Feuer und Eis: Wie wird Amerika scheitern?
(Red. Unser Kolumnist aus den USA Patrick Lawrence macht darauf aufmerksam, dass in den letzten dreitausend Jahren auf dieser Welt etliche Imperien entstanden und, meist nach einer längeren Krisenzeit, auch wieder definitiv untergegangen sind. Das, so nimmt er an, trifft auch auf das „Imperium“ der USA zu. Offen sei nur, so meint er, die zeitliche Länge der bereits laufenden Vor-Untergangskrise. (cm)

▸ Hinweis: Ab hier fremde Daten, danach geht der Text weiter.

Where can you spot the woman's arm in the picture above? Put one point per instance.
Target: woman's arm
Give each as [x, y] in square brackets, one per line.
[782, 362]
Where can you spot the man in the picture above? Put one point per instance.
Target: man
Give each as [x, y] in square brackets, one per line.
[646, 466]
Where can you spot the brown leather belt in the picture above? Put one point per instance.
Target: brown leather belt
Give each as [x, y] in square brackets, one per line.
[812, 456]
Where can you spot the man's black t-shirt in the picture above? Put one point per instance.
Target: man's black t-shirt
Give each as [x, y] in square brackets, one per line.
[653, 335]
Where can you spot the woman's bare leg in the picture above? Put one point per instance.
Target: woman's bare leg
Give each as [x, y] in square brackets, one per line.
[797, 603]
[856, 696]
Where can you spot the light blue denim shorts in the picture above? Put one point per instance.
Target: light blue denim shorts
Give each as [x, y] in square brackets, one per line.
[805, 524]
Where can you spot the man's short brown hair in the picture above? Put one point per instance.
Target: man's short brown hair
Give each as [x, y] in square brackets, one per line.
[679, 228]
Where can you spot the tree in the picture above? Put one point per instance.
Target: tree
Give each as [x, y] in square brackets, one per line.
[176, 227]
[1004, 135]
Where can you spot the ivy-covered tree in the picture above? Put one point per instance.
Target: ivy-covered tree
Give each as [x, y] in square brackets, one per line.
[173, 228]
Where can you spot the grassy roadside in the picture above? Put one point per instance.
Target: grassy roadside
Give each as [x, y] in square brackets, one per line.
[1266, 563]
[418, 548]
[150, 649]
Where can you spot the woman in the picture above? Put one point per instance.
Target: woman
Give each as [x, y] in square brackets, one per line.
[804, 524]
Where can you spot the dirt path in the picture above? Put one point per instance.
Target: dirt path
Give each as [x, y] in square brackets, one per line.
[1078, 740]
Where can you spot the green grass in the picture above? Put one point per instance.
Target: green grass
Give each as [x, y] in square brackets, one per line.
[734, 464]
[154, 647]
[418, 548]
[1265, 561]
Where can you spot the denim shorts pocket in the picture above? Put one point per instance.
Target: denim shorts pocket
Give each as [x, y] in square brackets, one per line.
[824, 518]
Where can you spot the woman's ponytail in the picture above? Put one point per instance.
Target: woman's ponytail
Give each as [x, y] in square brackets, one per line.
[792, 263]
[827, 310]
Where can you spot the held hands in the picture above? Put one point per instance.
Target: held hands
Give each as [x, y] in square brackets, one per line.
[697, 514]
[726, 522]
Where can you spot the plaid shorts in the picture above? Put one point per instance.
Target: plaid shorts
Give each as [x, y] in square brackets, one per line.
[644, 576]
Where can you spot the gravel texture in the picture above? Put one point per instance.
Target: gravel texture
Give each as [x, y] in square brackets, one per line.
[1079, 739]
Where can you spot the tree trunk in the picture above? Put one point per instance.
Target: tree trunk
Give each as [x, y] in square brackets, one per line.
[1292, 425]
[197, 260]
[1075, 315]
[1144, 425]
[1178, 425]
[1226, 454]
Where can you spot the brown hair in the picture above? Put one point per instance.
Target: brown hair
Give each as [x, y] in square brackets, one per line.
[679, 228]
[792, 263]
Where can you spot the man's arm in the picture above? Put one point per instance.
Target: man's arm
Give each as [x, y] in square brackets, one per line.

Vor zehn Jahren habe ich ein Buch veröffentlicht, in dem ich den USA 25 Jahre Zeit gab, sich mit dem Verlust ihrer geopolitischen Vormachtstellung zu arrangieren, die sie in den vergangenen sieben Jahrzehnten genossen hatten. Ich nannte das Buch «Time No Longer: Die Amerikaner nach dem amerikanischen Jahrhundert.» Als Anfangsdatum wählte ich das Jahr 2001, als die Anschläge vom 11. September in New York und Washington dem „amerikanischen Jahrhundert“ ein abruptes Ende bereiteten.
„Kann sich Amerika von einer Nation mit einem offenen Schicksal in eine Nation mit einem klaren Ziel verwandeln?“ Diese Unterscheidung entnahm ich dem Buch «The Promise of American Life», das Herbert Croly, der bekannte Sozialkritiker der Progressiven Ära, 1909 veröffentlicht hatte. Die von mir gestellte Frage war der Schlüssel zu meinem Fall: Das Schicksal, das die Menschen im Raum der zeitlosen Mythologien hält, verleiht ihnen eine halbwegs heilige „Mission“. Eine Bestimmung zu haben bedeutet, im Strom der Geschichte zu leben und irdische Dinge zu tun.

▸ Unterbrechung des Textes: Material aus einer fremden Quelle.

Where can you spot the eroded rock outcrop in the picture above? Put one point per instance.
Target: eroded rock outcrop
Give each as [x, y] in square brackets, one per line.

Ein Jahrhundert, nachdem Croly seinen klassischen Kommentar geschrieben hatte, hatten die Ereignisse des Jahres 2001 dem von ihm vorgeschlagenen Wandel eine neue Dringlichkeit verliehen. Amerika könnte ihn vollziehen und so seinen Platz als eine Nation unter vielen mit Anmut, Weisheit, Würde, Phantasie und einem gewissen Maß an Mut einnehmen. Ich argumentierte, dass andere Länder solche Übergänge erfolgreich bewältigt haben und dabei weitaus besser weggekommen sind. Oder Amerika könnte sich der Drehung des Rades der Geschichte widersetzen – dem 21. Jahrhundert ganz und gar widerstehen – und seine globale Hegemonie erst nach einem langen, unaufhörlich zerstörerischen Kampf um die eigene Verteidigung aufgeben.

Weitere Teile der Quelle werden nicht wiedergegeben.